The flaws in our healthcare system are hitting home. More of us will see it personally in these times of job losses and economic strain. Some will lose coverage; others will be denied.

I recently applied for a family health insurance plan in the individual market. Despite excellent health, I was denied. The reason? Too many prescriptions, plus chiropractic follow-up from an automobile accident.

Okay, I'll confess. For many years, I've been taking two prescriptions to correct minor, long-term conditions. Both prescriptions are generics and not expensive. Never before has it affected my insurability.

The third prescription was Lipitor®. Without it, my cholesterol level was 210 and wouldn't decrease despite a careful diet and frequent exercise. My doctor put me on Lipitor as a preventive measure against heart disease—after trying another medication that caused side-effects. It worked well for years.

The chiropractic care was to loosen my neck muscles after an automobile accident. (I was a passenger and the driver was not at fault.) No emergency treatment was required. I simply wanted to restore my natural balance. None of the billing went through my health insurer and treatment was ending.

The remainder of my family was accepted. What's wrong with this picture?

- Two family members spend much more annually on healthcare than I do.

- Now accepted, my family members can be covered under three separate individual plans for a lot less money. So, the insurer gets to triple the administrative costs and receive lower premiums.

- I'll have to find coverage elsewhere, so the insurer loses my business. And, by the way, I've been insured by this company since birth.

- My efforts to prevent future problems actually worked against my insurability.

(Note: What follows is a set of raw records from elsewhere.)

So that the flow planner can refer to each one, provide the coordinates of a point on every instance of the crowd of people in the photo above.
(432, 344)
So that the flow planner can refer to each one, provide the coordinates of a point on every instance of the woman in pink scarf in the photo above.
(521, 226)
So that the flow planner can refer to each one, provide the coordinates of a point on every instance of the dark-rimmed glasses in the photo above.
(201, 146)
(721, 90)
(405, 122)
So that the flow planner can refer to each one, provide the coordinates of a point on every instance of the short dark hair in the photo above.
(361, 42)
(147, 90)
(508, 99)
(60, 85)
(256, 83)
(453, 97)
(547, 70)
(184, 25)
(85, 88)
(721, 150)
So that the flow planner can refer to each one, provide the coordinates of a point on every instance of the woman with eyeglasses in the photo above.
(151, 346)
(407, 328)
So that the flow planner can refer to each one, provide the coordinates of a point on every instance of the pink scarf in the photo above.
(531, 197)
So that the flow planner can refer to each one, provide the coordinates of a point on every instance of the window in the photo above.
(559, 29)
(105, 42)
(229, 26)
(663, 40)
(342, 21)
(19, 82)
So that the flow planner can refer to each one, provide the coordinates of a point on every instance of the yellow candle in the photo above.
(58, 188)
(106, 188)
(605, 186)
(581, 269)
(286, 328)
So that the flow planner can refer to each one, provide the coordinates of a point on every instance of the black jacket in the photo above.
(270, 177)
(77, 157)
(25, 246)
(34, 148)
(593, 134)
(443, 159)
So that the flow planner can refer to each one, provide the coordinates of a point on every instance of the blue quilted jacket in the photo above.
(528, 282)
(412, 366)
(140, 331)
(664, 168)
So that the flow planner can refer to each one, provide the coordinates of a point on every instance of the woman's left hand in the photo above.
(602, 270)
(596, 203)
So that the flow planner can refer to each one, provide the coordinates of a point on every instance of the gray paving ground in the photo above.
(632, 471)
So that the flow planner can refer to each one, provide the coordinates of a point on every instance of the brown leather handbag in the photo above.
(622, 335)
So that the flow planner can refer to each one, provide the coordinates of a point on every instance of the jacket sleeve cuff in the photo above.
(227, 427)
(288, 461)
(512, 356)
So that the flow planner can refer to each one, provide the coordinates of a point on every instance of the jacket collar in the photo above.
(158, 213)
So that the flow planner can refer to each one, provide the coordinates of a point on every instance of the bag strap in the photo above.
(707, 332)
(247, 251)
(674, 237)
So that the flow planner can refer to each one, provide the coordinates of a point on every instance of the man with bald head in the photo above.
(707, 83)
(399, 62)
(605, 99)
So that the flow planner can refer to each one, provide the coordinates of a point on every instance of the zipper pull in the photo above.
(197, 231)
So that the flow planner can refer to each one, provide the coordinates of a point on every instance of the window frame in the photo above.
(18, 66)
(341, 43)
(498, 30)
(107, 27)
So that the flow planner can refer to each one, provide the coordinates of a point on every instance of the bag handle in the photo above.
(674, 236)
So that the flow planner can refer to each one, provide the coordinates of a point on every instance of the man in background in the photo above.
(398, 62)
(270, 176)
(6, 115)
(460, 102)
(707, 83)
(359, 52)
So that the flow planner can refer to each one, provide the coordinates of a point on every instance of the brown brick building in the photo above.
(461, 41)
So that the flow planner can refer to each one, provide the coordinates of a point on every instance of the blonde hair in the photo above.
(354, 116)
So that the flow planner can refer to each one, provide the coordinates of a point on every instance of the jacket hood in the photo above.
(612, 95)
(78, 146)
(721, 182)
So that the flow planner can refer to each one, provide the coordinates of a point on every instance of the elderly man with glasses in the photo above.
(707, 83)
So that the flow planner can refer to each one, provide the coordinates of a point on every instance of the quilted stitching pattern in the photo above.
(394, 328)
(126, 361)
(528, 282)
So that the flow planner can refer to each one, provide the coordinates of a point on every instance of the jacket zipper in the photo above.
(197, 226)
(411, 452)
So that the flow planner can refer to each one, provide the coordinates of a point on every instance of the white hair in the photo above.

Obviously, the health insurance company would have done much better by simply accepting my entire family under one plan in the individual market. It's a wonderful company. Why couldn't it do better?

- Lack of complete medical data for decision-making

- Bureaucratic complexity of the healthcare system

- Lack of regulation that would preserve an optimal risk pool

- Ineffective methodologies for reimbursement

The flaws of our healthcare system are moving from being someone else's problem to becoming our own. And that's the best impetus for sweeping change.